O ator Matheus Nachtergaele (interpretando João
Grilo com um brilhantismo singular) rouba todas as cenas nesta maravilhosa
adaptação da peça de Ariano Suassuna.
Ainda no final da década de 1990, foi idéia do
diretor Guel Arraes realizar uma minissérie filmada em 35 milímetros que
depois, submetida a uma montagem mais criteriosa, se convertesse em filme a ser
lançado nos cinemas –dando origem à uma tática que depois tornou-se moda.
João Grilo, um típico retirante do Nordeste,
vive de pequenos bicos em serviços ordinários que arruma no pequeno vilarejo do
sertão em que vive, junto de seu inseparável companheiro Chico (Selton Mello,
também ele inspiradíssimo).
O quê se prova atípico em João Grilo, porém, é
seu faro acentuado para oportunidades –que, na verve graciosa, esperta e
regional de Ariano Suassuna (preservada em toda sua pluralidade verbal) se
desdobra em seqüências memoráveis: De língua ferina, João Grilo por vezes
vale-se de sua lábia afiada para ludibriar e tirar certo proveito dos
personagens ao seu redor, como o dono de mercearia (seu empregador, na maioria
das vezes), e sua esposa infiel (vividos por Diogo Vilela e Denise Fraga); ou o
perplexo padre da paróquia (o saudoso Rogério Cardoso), e seu ambicioso
superior, o cardeal (Lima Duarte). As peripécias de João Grilo chegam ao limite
quando ele se cruza com um ensandecido cangaceiro (Marco Nanini), o que leva
João Grilo, junto de outros, para uma aventura além-morte, onde encontrarão Cristo
(personificado –para efeitos de reflexão –pelo ator negro Maurício Gonçalves) e
o Diabo (um pernicioso e rabugento Luis Melo).

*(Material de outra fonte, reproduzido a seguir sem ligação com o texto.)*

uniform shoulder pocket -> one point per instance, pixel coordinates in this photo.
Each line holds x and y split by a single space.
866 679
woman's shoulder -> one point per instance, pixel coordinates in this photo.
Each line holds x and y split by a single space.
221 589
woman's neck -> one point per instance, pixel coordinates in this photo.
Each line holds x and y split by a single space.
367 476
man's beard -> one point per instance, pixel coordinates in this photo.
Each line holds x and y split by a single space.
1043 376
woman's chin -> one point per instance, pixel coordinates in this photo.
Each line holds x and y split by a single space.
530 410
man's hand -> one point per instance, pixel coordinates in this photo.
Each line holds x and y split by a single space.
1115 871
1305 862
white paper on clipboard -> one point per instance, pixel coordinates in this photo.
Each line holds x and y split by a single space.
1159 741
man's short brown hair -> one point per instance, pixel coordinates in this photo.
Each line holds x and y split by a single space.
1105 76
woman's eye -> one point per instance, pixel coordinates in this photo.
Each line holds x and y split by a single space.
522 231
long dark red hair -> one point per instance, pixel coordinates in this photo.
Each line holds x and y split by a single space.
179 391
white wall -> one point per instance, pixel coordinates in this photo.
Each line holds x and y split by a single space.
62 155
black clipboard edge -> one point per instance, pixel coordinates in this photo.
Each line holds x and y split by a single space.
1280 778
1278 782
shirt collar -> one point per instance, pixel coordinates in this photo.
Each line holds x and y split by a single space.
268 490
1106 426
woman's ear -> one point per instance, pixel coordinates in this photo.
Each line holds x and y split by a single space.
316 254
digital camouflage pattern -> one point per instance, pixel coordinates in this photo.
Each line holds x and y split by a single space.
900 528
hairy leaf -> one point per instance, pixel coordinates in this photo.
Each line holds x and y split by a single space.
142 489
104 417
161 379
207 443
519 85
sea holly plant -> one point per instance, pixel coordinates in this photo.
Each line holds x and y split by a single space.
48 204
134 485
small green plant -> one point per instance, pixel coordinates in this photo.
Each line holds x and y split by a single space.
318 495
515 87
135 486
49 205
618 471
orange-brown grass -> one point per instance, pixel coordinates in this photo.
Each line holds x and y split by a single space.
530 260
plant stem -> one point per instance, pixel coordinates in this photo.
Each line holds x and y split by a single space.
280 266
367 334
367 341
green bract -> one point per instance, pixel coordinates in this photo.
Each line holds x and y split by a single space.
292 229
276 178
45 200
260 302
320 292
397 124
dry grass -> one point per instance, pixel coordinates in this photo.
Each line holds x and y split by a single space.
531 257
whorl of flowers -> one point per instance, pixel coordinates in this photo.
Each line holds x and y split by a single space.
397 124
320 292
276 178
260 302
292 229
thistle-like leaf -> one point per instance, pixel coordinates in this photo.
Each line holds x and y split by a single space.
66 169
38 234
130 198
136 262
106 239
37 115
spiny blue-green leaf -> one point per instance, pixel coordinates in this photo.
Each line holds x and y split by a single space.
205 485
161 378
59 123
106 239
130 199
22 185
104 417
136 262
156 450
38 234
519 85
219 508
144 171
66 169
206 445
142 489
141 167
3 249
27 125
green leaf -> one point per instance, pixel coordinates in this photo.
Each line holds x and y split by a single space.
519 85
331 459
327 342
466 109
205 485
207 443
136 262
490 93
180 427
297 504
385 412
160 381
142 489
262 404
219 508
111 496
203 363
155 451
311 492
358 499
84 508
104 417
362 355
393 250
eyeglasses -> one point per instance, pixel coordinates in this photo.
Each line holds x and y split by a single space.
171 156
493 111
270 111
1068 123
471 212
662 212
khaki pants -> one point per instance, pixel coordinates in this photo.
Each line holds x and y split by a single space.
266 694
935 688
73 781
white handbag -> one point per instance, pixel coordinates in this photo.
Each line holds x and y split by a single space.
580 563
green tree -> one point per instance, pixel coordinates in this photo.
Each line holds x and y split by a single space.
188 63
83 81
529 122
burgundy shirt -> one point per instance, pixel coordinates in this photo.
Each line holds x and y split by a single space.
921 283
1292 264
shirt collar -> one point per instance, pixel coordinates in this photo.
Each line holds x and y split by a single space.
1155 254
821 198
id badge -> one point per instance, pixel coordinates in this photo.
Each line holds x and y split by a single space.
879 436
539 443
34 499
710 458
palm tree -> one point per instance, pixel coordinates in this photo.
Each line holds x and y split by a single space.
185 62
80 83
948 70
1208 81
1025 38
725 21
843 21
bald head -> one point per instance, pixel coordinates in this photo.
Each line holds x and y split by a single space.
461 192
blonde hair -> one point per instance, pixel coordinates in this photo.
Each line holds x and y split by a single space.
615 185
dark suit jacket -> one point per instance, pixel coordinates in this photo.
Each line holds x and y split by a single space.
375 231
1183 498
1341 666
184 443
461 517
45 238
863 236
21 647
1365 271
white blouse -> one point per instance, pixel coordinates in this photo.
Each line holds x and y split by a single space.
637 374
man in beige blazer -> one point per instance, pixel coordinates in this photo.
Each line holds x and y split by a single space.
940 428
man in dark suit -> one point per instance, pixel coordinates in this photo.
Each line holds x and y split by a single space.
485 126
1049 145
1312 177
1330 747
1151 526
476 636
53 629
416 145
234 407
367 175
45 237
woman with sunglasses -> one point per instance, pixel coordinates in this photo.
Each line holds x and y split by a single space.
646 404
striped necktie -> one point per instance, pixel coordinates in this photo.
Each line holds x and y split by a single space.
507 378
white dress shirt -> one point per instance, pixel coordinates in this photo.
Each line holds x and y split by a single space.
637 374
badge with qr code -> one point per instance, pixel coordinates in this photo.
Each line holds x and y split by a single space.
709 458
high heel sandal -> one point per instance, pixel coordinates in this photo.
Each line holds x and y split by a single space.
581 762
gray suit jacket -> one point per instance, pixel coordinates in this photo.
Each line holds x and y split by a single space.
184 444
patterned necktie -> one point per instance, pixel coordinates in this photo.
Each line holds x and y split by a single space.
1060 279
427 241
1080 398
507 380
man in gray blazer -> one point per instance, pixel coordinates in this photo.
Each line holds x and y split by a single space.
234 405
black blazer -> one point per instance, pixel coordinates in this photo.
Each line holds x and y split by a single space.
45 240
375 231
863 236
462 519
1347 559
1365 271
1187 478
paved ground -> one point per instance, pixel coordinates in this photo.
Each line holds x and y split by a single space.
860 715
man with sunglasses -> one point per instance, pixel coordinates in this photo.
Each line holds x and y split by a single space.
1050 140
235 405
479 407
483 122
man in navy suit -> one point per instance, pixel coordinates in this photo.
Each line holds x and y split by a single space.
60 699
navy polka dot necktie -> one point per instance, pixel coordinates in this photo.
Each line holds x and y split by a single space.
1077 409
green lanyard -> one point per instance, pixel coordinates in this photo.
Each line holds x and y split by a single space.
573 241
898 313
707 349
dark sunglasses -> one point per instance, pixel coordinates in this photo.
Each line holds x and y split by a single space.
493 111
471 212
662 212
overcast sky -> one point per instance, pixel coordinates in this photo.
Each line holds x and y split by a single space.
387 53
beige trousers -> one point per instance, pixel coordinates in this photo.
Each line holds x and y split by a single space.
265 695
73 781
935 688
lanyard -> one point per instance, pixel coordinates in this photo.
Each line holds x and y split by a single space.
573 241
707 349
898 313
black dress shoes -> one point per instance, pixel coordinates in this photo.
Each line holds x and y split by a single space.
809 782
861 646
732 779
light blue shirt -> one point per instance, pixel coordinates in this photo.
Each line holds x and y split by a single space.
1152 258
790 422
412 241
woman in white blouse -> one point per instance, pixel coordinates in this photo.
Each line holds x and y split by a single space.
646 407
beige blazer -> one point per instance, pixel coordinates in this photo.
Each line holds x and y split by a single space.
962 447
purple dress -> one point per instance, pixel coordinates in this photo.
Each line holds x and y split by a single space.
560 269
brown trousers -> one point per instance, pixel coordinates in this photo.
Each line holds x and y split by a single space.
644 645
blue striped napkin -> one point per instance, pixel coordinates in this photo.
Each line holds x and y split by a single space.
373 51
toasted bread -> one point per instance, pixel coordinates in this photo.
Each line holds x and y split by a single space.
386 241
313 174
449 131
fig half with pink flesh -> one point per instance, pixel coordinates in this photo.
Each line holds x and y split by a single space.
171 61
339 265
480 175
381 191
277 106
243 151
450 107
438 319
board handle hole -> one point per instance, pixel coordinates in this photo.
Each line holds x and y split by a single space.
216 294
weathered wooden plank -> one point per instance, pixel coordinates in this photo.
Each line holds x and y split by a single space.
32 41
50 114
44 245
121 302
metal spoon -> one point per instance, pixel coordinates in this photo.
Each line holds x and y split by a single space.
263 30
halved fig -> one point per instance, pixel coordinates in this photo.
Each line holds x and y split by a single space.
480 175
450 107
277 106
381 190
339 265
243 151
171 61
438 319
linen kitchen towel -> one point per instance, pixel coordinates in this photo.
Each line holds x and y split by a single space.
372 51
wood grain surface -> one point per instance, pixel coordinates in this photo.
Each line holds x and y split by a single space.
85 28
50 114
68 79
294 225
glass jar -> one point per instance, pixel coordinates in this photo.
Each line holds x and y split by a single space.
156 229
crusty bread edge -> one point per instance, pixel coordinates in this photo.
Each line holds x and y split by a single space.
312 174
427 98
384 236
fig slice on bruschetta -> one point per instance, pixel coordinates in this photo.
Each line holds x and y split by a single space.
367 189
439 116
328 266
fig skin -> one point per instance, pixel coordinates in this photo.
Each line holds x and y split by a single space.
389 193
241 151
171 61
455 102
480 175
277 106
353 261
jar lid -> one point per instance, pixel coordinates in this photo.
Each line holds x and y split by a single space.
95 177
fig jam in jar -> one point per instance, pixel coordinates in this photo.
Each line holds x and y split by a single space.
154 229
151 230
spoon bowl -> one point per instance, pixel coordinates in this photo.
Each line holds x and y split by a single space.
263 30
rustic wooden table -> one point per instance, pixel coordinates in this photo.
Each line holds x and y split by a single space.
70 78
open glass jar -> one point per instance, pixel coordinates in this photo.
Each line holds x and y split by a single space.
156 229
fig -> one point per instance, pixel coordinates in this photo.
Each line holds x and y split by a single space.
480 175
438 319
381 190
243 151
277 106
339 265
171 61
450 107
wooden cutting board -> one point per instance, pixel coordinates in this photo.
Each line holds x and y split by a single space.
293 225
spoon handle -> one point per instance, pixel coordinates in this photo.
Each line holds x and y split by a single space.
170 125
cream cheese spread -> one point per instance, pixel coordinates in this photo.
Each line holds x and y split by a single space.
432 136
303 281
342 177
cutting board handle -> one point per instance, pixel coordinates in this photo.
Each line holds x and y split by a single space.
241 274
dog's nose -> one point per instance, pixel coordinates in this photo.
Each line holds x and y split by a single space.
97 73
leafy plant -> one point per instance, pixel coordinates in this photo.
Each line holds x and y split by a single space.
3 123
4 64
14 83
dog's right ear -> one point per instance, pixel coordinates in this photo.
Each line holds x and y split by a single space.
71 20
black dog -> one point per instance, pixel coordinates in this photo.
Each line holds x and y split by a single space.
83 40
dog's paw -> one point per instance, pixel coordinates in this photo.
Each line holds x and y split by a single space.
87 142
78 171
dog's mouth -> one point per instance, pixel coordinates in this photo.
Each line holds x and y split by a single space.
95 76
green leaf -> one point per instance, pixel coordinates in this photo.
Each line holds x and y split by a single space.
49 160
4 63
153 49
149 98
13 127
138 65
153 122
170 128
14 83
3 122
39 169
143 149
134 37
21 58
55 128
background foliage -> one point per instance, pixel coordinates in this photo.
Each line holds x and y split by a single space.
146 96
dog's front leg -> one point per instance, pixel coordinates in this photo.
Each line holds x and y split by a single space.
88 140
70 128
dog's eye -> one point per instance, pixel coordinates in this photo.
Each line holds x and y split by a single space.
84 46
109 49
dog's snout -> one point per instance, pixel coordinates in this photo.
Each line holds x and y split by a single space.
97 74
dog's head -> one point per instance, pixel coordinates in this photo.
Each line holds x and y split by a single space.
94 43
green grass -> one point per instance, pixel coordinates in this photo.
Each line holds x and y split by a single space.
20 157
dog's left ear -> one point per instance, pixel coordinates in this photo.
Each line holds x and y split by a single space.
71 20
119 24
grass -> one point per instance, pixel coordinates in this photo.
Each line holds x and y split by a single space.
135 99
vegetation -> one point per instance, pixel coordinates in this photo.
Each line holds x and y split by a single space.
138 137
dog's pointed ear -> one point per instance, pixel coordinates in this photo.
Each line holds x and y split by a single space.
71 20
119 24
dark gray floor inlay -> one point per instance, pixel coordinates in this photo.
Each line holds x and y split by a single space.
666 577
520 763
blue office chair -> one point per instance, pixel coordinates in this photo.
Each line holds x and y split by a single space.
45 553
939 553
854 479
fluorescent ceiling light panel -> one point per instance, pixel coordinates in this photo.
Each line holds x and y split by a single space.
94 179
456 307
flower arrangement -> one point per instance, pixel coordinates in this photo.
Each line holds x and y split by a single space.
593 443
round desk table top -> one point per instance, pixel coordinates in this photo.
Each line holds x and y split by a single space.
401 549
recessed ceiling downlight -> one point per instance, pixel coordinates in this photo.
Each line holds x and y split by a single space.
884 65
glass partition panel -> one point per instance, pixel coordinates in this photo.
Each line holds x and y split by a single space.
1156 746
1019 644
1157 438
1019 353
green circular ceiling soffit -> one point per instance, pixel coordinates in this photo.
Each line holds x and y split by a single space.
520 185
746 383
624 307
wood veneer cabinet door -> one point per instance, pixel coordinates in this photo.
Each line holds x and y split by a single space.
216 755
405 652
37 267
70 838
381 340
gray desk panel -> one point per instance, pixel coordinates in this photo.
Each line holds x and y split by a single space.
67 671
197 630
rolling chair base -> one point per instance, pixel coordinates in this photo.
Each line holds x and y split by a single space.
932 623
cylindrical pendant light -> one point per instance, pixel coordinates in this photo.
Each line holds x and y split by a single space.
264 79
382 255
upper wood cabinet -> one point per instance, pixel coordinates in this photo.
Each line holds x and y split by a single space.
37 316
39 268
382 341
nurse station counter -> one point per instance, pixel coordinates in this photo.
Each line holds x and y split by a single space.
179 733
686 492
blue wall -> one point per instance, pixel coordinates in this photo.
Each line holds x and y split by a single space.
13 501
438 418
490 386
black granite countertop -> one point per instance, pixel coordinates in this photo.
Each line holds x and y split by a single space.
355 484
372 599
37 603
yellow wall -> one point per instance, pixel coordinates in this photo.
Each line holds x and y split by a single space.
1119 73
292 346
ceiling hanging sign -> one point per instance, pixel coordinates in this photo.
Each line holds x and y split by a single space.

A salvação de João Grilo se encontra, contudo,
na imensa confiança e fé que ele deposita em Nossa Senhora, a Compadecida (a quem
toda a importância moral e o peso simbólico, a esplêndida presença de Fernanda
Montenegro faz o mais absoluto jus).
Um trabalho admiravelmente cinematográfico
–apesar das consideráveis origens televisivas do projeto –cujo teor se revelou
tão incrivelmente brasileiro que sua linguagem sequer foi assimilada no
restante do mundo para que fosse compreendido e indicado à prêmios (como o
Oscar de Melhor Filme Estrangeiro) como era do seu merecimento.